At the Wind Crest forum, Huffman and Marshall also discussed legislation they would like to see relating to crime and gun control.

Marshall said he would support legislation that would allow the state to commit someone to a mental health institute instead of prison or jail if they were convicted of a crime while experiencing a mental health concerns, modeled after Oregan law.

Marshall added that he supports magazine capacity restrictions and Red Flag Laws, which allow law enforcement to take guns from a person who is believed to be a danger to themselves or others, and indicated he would vote for age restrictions.

“I don’t think 18 year olds should have AR-15s with 30-round magazine clips. That’s insane,” he said.

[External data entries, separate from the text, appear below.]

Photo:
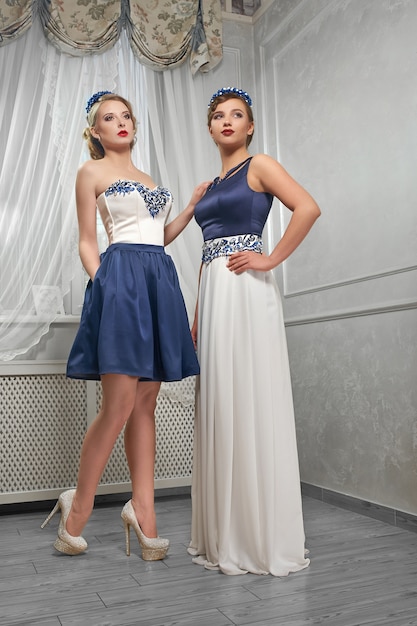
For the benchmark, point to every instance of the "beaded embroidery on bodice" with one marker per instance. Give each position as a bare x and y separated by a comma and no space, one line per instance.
134,213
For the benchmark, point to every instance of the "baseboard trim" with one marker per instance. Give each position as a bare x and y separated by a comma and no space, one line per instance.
400,519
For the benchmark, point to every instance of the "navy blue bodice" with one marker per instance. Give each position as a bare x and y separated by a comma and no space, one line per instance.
232,208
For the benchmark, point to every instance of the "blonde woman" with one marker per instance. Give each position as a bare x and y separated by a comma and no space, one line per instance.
134,331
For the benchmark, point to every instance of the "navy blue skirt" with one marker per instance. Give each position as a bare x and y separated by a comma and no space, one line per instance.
134,319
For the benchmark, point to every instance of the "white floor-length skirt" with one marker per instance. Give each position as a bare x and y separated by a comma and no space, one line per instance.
246,498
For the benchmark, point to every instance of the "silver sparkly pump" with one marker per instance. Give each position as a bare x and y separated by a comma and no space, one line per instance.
153,549
65,542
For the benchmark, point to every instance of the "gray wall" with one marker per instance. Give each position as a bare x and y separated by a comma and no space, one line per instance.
337,80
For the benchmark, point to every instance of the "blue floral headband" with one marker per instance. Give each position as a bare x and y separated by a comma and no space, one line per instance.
234,90
95,98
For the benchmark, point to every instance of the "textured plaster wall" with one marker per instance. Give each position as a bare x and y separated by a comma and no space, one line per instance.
337,80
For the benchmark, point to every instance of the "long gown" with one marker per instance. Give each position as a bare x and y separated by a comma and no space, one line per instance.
246,499
134,319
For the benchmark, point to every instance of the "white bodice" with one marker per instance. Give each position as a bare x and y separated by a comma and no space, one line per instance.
133,213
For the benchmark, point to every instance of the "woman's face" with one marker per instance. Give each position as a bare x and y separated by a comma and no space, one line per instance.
114,125
230,123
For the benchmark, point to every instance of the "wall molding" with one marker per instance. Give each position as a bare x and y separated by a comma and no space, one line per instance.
331,316
394,517
344,283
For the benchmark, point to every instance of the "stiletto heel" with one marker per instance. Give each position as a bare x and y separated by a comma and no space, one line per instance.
153,549
65,542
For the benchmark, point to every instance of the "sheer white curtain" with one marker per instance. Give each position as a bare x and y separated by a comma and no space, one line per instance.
42,101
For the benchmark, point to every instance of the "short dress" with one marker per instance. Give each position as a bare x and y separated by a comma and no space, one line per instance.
134,319
246,496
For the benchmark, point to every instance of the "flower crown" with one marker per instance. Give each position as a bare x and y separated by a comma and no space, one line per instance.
95,98
234,90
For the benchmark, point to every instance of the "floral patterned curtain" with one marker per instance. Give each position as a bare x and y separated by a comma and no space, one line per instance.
15,19
162,33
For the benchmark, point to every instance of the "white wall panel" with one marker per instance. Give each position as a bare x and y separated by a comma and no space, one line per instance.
337,84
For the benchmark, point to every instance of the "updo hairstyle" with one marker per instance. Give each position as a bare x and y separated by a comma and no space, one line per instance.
95,148
228,96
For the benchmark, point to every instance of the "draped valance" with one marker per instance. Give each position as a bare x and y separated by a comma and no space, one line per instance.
162,33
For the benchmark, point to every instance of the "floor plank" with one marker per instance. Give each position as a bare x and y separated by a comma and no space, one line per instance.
362,573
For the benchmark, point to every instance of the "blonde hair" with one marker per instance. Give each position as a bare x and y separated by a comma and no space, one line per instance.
214,103
95,148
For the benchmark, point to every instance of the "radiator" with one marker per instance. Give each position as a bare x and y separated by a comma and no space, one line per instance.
43,419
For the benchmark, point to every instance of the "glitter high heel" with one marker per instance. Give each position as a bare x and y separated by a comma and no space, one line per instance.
65,542
152,549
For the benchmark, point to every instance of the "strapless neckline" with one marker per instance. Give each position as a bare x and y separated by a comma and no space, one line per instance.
120,182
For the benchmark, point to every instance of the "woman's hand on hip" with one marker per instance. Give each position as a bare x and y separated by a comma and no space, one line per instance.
239,262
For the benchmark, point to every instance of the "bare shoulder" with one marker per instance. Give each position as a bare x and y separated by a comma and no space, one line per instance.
263,162
263,171
88,170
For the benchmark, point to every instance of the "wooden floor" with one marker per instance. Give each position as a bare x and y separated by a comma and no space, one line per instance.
362,572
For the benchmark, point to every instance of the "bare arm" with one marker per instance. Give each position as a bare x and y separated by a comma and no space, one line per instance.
86,212
174,228
269,176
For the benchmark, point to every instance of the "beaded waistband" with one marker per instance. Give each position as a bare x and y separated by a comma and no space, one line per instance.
224,246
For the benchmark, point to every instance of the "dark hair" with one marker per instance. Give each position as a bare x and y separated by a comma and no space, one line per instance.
95,148
223,98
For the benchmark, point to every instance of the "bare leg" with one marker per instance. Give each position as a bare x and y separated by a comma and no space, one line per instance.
139,439
119,394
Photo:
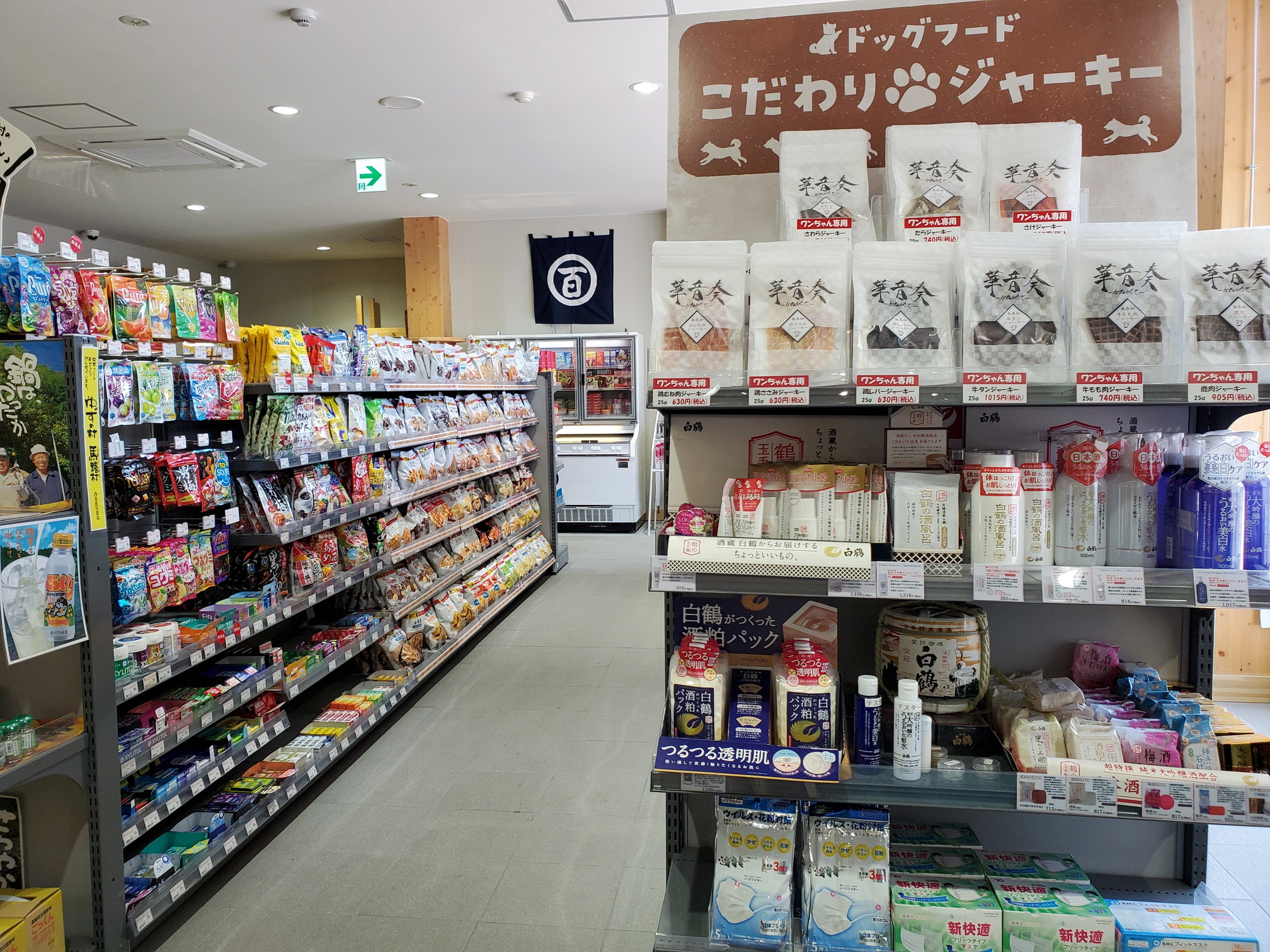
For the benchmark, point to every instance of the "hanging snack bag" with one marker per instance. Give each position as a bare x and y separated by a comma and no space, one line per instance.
1033,171
699,310
1227,287
935,172
825,186
799,296
1011,305
903,310
1126,298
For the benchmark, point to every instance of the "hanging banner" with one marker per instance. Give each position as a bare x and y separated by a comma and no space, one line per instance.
573,278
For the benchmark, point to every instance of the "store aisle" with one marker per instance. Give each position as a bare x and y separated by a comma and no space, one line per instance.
506,809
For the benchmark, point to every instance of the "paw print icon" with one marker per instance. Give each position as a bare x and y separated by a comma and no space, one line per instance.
913,88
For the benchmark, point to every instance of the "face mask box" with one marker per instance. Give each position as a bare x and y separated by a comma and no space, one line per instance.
944,914
1166,927
1055,917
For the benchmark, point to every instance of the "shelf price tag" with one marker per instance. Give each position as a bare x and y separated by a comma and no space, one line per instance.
1221,588
1222,387
1113,387
887,388
682,391
993,387
780,391
998,583
1066,584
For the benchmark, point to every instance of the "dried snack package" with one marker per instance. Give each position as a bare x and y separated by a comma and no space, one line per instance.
799,300
64,300
903,310
1227,288
935,172
699,310
1012,305
825,186
129,307
185,311
1124,300
1033,168
121,405
159,309
149,392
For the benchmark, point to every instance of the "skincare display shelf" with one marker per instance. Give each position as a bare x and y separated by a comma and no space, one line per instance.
280,383
1165,588
345,514
381,446
181,885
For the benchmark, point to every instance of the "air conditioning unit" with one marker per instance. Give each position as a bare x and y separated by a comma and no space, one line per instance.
156,151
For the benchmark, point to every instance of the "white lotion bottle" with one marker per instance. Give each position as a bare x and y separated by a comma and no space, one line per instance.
907,739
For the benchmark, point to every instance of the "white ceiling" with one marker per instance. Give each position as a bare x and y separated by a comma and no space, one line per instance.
586,145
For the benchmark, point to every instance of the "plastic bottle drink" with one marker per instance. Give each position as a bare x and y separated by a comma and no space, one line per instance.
1171,542
1037,480
996,512
1256,503
1133,502
1080,502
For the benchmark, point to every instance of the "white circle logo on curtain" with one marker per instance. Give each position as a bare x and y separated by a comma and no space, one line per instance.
572,280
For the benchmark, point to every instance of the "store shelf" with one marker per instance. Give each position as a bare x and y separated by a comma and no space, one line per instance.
732,399
150,815
380,385
149,751
380,446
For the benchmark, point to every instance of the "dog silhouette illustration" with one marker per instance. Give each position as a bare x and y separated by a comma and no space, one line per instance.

Huffman said he backs gun owners, but did note that he supports background checks for gun purchases, which has kept him from receiving an endorsement from the controversial Rocky Mountain Gun Ownership organization.

He also advocated for legislation to increase bonds for repeat criminal offenders.

“When it comes to gun laws, I support responsible gun ownership,” Huffman said. “I believe in background checks. I don’t believe any violent felon should ever walk into gun shop and be able to buy a gun.”

On the topic of air pollution, Marshall touted a recent Environmental Protection Agency requirement to use cleaner fuel in the winter months as a move the state should have already made.

“The ozone restrictions that are already coming down, I can’t believe we’re even fighting them,” Marshall said. “If we’re taxing things we don’t want, like emissions, I think that’s the way to go.”

Huffman pushed back against the fuel requirement because of the increased cost to consumers and because he doesn’t think it would be effective. Huffman noted environmental conditions have improved significantly in the last few decades. 

“We’ve done a phenomenal job over the last 26 years,” he said. “A lot of (the ozone gas) is being manufactured in other cities and coming here on clouds and getting stuck in the mountains.”

Additionally, Huffman said he would support bills to limit the emergency powers of the governor, tax credits for parents who homeschool or whose children attend private school and to ensure community associations and homeowners associations are operating fairly. 

In both his opening and closing remarks, Huffman said his top three priorities will be the economy, public safety and school choice.

Marshall stated his “offensive priorities” are public education, public safety and the environment, while reproductive rights, gun control and LGBTQ equality are his “defensive priorities.”

Other legislation Marshall said he would like to see includes increasing veteran benefits, increasing teacher compensation and a tax-exempt teacher stipend.

Both Marshall and Huffman also emphasized that, as a legislator, they would work with anyone to pass bills or address community concerns.